Self-Love can be Messy: How to Find Ourselves In-Between Joy & Pain.

I have come to an important realization: we cannot heal ourselves to perfection.

We have scars caused by trauma. We are all able to tear our scars open, pull out the trauma, and air it, but the damage experienced might never fully go away.

These experiences, in essence, have helped to shape who we are. Most of us are actually pretty hard on ourselves, even though we are probably more than acceptable in our damaged states.

We may choose kindness, but find narcissism in us as well.

We may choose to defend the underdog but are a bully in many ways—especially toward ourselves.

We may choose to take responsibility but often have the urge to run away.

We can be filled with light—have it shining out of our eyes for the world to see—but house dark within our bones.

We may feel drenched in joy but ache with pain and unhappiness at the same time.

We are what the good poets are made of: the heavy turmoil of slavery and the feathery lightness of freedom, justice and injustice, love and hatred, appreciation, and rejection.

We are most certainly all these things. We cannot exist with the one without the other—it is impossible.

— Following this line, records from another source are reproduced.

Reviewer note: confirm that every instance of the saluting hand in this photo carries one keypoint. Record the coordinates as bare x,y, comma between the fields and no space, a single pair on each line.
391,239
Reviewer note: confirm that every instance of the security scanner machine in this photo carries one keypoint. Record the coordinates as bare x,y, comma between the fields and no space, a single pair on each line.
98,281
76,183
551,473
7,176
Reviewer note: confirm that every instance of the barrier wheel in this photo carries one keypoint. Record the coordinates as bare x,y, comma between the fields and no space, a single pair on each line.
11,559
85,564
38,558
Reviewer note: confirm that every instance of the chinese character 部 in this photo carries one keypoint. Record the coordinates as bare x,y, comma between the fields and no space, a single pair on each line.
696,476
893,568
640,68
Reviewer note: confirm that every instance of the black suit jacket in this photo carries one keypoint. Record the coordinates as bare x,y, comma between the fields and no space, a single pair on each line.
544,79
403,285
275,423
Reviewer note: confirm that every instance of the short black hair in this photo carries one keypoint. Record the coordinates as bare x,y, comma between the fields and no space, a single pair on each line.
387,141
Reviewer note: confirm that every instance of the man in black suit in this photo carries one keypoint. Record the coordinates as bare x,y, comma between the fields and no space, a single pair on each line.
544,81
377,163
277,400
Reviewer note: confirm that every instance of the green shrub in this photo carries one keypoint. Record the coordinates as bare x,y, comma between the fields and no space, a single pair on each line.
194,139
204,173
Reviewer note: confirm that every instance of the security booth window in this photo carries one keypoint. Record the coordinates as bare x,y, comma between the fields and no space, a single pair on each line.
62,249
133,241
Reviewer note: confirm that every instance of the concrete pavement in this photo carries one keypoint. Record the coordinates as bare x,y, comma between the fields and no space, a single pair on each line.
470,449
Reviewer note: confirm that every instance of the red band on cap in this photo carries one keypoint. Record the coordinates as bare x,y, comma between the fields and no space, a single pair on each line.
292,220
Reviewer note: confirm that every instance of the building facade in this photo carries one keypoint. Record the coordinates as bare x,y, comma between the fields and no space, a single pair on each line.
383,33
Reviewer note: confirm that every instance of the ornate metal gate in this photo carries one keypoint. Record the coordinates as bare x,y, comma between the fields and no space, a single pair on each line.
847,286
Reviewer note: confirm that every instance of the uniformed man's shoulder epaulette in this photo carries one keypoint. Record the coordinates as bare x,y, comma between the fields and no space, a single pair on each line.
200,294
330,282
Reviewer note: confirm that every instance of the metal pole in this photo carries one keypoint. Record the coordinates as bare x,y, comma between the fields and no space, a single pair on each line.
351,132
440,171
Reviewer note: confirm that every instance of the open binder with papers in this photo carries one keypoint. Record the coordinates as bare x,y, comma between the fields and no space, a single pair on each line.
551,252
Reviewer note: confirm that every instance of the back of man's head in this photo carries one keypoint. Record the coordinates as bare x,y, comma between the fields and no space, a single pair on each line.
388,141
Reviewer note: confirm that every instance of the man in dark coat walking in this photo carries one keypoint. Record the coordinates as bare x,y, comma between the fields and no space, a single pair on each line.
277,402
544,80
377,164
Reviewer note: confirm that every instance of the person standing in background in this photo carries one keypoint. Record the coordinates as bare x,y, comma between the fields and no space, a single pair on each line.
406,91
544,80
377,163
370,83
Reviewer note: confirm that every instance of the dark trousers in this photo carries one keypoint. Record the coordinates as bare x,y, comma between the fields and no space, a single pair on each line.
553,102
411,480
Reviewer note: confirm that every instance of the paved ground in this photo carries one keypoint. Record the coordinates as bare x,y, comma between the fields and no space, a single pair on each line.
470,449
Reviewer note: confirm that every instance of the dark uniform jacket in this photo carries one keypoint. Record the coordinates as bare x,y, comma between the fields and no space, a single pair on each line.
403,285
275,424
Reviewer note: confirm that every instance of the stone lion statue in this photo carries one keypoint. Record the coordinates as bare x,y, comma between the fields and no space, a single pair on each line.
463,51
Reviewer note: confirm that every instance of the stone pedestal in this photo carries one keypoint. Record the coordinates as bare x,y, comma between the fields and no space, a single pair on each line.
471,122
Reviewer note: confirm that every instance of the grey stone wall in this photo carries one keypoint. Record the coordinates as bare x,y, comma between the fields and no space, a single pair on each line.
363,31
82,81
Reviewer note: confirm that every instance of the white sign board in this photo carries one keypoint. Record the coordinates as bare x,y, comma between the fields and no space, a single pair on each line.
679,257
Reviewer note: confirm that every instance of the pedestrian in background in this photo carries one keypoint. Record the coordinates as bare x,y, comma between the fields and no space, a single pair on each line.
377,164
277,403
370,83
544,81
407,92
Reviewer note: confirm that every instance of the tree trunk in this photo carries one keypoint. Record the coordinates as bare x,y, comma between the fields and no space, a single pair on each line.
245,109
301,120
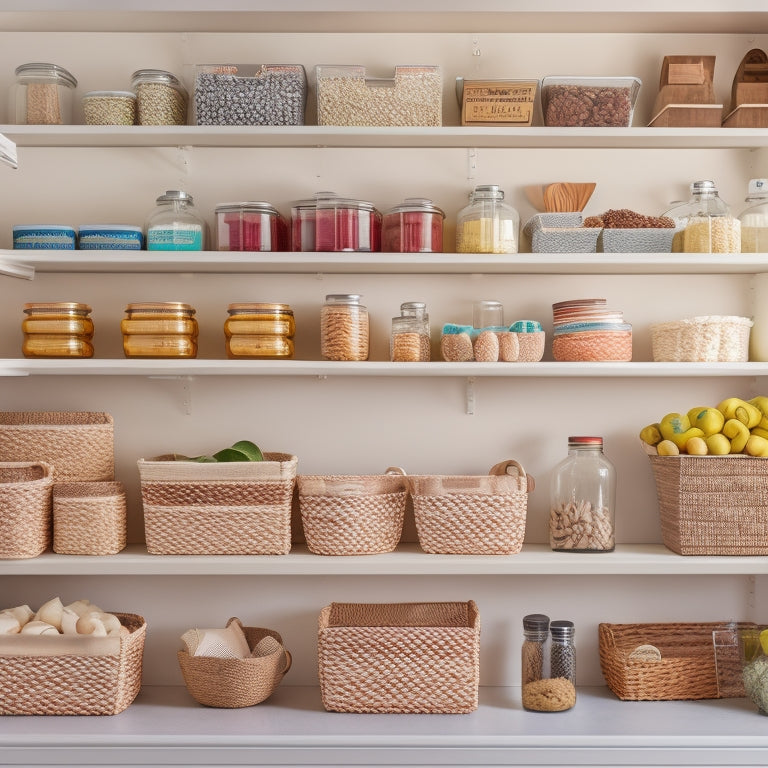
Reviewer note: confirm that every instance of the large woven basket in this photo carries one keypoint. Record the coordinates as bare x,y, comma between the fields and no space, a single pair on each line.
25,509
224,508
78,444
472,514
399,657
231,683
686,669
72,674
89,518
713,505
352,514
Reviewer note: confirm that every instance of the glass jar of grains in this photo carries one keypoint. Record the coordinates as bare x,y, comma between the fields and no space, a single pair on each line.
259,331
344,328
57,329
159,329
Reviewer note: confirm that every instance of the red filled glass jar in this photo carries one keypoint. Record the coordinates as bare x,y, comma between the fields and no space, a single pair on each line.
255,226
331,223
413,226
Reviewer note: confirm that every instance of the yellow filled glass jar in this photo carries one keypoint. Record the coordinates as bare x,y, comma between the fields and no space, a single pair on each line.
57,329
159,329
255,330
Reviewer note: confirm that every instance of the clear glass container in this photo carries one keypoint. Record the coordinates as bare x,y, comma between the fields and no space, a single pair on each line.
175,225
705,222
583,499
42,95
255,330
410,338
159,329
57,329
344,328
754,218
487,224
413,226
252,226
161,99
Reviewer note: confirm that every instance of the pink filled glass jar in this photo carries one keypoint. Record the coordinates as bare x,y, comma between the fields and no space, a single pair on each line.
255,226
331,223
413,226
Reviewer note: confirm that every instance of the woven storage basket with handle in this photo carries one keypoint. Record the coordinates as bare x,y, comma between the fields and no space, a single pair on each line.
25,509
399,657
72,674
472,514
79,445
230,683
223,508
713,505
686,669
352,514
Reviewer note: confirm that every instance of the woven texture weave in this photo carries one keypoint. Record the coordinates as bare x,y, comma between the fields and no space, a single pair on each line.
713,505
230,508
79,445
72,684
25,509
399,657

This human experience is like a double-sided coin. Can we learn to appreciate it anyway? Love is the most beautiful, painful experience we will ever have—if we know this, will we ever really be the same?

Innocence has dissipated, the rose-tinted-glasses ripped from our eyes.

It doesn’t matter that we feel gratitude for our many blessings. All of us still have jealousy rear her green head from time to time. Can we learn to love her greenness because we can never feel anything but love toward ourselves?

This double-edged sword is the experience. What if instead of trying to deny our darkness, covering it up, and changing it, we could possibly just start to accept that it just is what it is?

The masks we judge others for wearing are the ones we wear too sometimes.

We are all a little broken and trying not to show it, covering up the social humiliation of it in fake happiness, pretending not to feel weak. Inside, most of us are dying a collective, dark night of the soul.

Life is painful, and growth is born from suffering.

This is the only path to love, actually, else it isn’t real love. There is joy, but that is just the other side of pain. This is the human experience.

Why we signed ourselves up for this beautiful mess, our dear friend death will only reveal to us when the time is ripe.

Can we instead learn to drop our high expectations and learn to unconditionally love ourselves in our broken way? We can only try.